No campo político, se articular para impedir os golpes e principalmente, ser prioritário a politização e mobilização das populações para garantir as mudanças necessárias a consolidação do poder popular. Do contrário, sem a devida articulação poderemos vivenciar novos retrocessos. Não se trata de pessimismo neste momento em que se abrem novas e revigoradas possibilidades políticas progressistas para a América Latina, mas precaução frente aos interesses desestabilizadores como conhecemos historicamente.

Tarefas se fazem necessárias para os novos governos.
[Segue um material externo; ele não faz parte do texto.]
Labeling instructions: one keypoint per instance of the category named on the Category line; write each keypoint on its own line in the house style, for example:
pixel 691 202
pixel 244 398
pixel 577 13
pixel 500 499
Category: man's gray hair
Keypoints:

Além de reconstruir as economias devastadas pelo neoliberalismo, desenvolver políticas sociais imediatas para combater a pobreza. O desenvolvimento econômico enfrentará pela frente uma revolução tecnológica mundial, como por exemplo a utilização do 5G que está revolucionando a organização da economia. Estamos enormemente defasados destas tecnologias, com uma economia em crescente desindustrialização. Precisamos deixar de sermos somente exportadores de commodities minerais, petrolíferas e de alimentos e voltar a industrializar os países com forte integração tecnológica e utilização das nossas vantagens comparativas.  Unidade política latino-americana verdadeira. Populações organizadas e politizadas. É hora de consolidar a Pátria Grande!

E. Dumont

Economista, militante do PT (BH)  

09.01.2022.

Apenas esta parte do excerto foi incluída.